Abstracts

Rationale: Although uncommon, monogenic forms of idiopathic generalized epilepsy (IGE) syndromes provide invaluable models for the elucidation of the pathogenic mechanisms of the corresponding polygenic and/or sporadic IGE syndrome. A single missense mutation (A322D) in the GABA_A receptor α1 subunit causes an autosomal dominant form of juvenile myoclonic epilepsy. We demonstrated previously that the A322D mutation reduced α1 subunit expression and that residual α1 subunit localized to the endoplasmic reticulum. Here we determined the mechanism by which a single missense mutation substantially reduced α1 expression.Methods: We transfected heterologous mammalian cells with wild type or mutant α1 subunits and performed [³⁵S]methionine pulse-chase experiments to determine the rates of α1 subunit degradation and biosynthesis. We elucidated the role of the ubiquitin-proteasome system in α1 degradation by performing pulse-chase experiments in the presence or absence of proteasome inhibitors and also by directly identifying polyubiquitinated α1 subunits via immunoblot. We determined the effect of the A322D mutation as well as the effects of a series of other α1 mutations on α1 subunit folding by performing glycosylation topology assays.
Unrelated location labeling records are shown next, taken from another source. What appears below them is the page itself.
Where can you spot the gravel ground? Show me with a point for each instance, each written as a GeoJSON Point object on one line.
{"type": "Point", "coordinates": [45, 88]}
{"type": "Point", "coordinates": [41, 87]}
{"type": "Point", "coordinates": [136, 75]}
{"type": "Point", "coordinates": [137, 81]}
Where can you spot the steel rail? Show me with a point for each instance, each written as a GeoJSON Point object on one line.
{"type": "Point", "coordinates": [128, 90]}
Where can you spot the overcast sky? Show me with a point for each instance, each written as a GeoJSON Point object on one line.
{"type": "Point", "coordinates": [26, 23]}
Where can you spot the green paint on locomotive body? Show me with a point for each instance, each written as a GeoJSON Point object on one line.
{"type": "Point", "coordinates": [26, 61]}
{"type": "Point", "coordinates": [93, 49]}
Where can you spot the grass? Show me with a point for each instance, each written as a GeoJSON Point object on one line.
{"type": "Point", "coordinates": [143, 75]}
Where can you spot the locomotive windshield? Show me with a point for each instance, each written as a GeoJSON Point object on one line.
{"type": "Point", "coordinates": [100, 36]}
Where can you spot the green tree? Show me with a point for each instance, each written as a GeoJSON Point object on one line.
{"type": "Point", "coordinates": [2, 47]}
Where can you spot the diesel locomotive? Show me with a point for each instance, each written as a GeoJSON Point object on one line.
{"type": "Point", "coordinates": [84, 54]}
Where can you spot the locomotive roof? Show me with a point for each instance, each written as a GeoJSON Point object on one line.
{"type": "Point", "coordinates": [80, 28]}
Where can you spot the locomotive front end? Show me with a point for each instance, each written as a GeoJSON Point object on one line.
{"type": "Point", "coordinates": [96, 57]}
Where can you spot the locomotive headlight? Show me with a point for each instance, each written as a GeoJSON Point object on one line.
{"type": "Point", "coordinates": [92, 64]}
Finally, to determine the proportion of surface GABA_A receptors in heterozygous cells that contained the α1(A322D) subunit, we transfected cells with wild type and mutant subunits that contained different epitope tags and quantified the surface wild type and mutant subunits by flow cytometry. Results: The A322D mutation caused rapid α1 subunit degradation (t_1/2= 23 min) through the ubiquitin proteasome system. Because of their altered hydrophobicity, mutant α1 subunits misfold by adopting an aberrant transmembrane topology. Because of this rapid degradation, in heterozygous expression, only 6 ± 1% of surface α1 subunits contained the A322D mutation.Conclusions: The A322D mutation decreases the hydrophobicity of an α1 subunit transmembrane domain causing misfolding and rapid α1 subunit degradation through the ubiquitin proteasome system resulting in haploinsufficiency in heterozygous expression. Thus, the A322D mutation provides the first example of a protein folding disease that produces an IGE syndrome.